In contrast, my in-laws are great. They used to be quite difficult and in denial about how tricky things are for us as a family, but they’ve made real efforts to understand us more, understand my eldest’s needs, reduce the number of things at their house that are triggering/overstimulating, and so on.
This all sounds familiar, obviously not on the autism stuff but m has clothing sensitivity that I thought may have linked to autism and she never used to eat much. Not particular foods just she didn’t have an appetite. My mum would not stop banging on about it, and even now she’s of the old school of say what you want in front of kids regardless of its emotional damage, so she’ll still bring it up like she should be ashamed of not having had an appetite when she was a year old.
As a kid I dreaded becoming a mum one day because of how my own mum would behave and I’m disappointed to realise I was completely right!
Just everything really. Gave up on any active engagement when I was about 25, seemed pointless wasting my emotional well-being on people who simply didn’t care.

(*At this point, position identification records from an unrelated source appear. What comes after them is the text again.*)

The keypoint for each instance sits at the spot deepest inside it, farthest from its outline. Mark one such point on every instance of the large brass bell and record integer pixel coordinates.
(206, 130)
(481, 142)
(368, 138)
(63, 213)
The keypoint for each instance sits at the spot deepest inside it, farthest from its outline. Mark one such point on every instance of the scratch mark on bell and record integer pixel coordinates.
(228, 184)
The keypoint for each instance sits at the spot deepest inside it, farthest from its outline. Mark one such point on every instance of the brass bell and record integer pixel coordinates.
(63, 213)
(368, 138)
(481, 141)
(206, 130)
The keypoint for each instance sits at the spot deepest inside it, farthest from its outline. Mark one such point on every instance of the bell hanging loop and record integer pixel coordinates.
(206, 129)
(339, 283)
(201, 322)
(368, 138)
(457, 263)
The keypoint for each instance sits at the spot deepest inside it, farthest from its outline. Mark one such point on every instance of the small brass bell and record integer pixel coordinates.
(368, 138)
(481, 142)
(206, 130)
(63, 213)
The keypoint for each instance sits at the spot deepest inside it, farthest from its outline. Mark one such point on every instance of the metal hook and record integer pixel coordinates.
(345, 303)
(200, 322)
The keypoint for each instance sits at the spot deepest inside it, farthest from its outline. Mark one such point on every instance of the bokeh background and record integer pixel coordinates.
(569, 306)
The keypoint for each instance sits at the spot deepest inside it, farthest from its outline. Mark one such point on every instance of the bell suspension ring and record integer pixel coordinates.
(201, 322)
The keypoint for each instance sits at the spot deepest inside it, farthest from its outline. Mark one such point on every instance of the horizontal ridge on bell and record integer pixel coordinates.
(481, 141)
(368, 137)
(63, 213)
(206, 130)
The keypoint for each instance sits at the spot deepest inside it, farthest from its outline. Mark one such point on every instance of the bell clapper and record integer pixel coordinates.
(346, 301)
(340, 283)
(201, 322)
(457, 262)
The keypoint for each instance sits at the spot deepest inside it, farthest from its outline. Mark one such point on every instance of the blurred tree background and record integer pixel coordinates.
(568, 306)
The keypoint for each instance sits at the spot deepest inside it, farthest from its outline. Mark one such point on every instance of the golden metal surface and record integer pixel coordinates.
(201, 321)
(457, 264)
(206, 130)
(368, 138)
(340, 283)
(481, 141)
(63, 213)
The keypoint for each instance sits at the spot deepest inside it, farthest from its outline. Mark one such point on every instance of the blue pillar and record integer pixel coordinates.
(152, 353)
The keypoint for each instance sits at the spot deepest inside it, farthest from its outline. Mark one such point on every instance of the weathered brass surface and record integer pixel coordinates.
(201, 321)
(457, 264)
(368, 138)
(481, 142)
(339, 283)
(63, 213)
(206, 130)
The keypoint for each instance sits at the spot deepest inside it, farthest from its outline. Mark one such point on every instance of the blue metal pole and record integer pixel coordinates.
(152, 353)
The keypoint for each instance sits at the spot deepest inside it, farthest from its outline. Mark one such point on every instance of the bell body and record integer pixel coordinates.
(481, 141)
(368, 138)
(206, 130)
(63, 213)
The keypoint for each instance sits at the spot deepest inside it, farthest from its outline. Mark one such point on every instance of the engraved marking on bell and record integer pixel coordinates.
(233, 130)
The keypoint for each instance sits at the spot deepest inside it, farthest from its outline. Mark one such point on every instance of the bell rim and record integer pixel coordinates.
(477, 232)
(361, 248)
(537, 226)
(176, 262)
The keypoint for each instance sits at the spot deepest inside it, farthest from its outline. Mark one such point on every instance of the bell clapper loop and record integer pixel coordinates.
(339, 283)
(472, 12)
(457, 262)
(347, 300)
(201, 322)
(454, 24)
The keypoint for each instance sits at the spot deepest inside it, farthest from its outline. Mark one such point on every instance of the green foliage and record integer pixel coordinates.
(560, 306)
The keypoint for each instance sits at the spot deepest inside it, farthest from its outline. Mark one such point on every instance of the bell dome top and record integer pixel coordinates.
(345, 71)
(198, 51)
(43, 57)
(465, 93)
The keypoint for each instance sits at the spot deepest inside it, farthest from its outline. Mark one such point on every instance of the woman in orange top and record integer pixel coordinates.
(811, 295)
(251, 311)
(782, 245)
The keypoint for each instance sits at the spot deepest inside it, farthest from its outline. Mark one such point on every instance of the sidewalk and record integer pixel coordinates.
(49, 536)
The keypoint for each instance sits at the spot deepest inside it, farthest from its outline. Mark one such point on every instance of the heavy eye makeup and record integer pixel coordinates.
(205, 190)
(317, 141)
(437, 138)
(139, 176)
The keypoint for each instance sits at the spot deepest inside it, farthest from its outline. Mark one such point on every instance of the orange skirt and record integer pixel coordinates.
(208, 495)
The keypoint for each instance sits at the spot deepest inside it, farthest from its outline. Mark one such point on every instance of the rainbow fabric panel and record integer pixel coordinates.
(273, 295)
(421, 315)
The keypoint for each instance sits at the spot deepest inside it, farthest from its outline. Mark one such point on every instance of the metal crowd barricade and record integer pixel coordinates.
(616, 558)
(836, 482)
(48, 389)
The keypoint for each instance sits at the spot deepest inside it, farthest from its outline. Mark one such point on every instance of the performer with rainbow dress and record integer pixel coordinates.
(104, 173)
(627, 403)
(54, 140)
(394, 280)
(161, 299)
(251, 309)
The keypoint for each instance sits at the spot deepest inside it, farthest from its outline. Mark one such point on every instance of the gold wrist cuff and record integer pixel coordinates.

Despite the fact we’re all grown adults now they’ve never stopped treating me like the youngest, so there have been a couple of times where there’s been ongoing family drama that I’ve been shielded from for whatever reason, which is quite weird. They also just don’t seem to trust my opinion on anything practical other than how to record stuff on the Sky Box.
This has reminded me, the last two times my mum had my daughter she’s told me what they’ve done in the finest detail. However my daughter has then said oh we saw your uncle Keith, and the next time she said she saw my two nephews. My mum has left these visits out of the stories completely and on purpose. I have absolutely no beef with these family members, I’d like her to see them. My mum, in her head, has decided I don’t like them or something?! And has kept it from me. This is on-brand behaviour for my mum that I just can’t ever bring myself to raise with her as I just don’t understand it. I think she just has to have secrets to survive.
the concept of not having kids vs my family is extraordinary outside of my mum, who is very cool about it. the rest literally laugh as if i’m pulling off some kind of long con.
That’s awful, really sorry to hear that. My in-laws regularly give my kids non-vegan stuff by accident but I think they’re slowly learning to just let us screen stuff instead of trying to identify vegan stuff themselves. They’d certainly never do it deliberately and neither would my mum.
In answer to your question: my mum basically ignores everything I say. She’ll ask, how are you? and I’ll start answering sincerely about my job or whatever and then halfway through she’ll butt in and say something like, ‘oh, I didn’t tell you, your Aunty June saw a squirrel in her back garden the other day!’.
I just say ‘fine thanks’ now and change the subject.
Haha yes, I just don’t talk about anything with my mum because of this. She asked me how my weekend was on the phone and I actually wanted to tell her but hadn’t even finished my intake of breath before she started telling me about Strictly.
My husband’s family choose to ignore that I didn’t change my surname when we got married and that our kid’s surname is double barrelled. They pretend that they can’t remember or that it’s complicated when really it’s just that they can’t grasp why anyone would deviate from the norm.
My dad’s wife claims not to remember that we’re vegan or not to understand that meat is not vegan - I can’t figure out her particular difficulty in understanding why we don’t eat chicken and never have in 15 years of knowing her.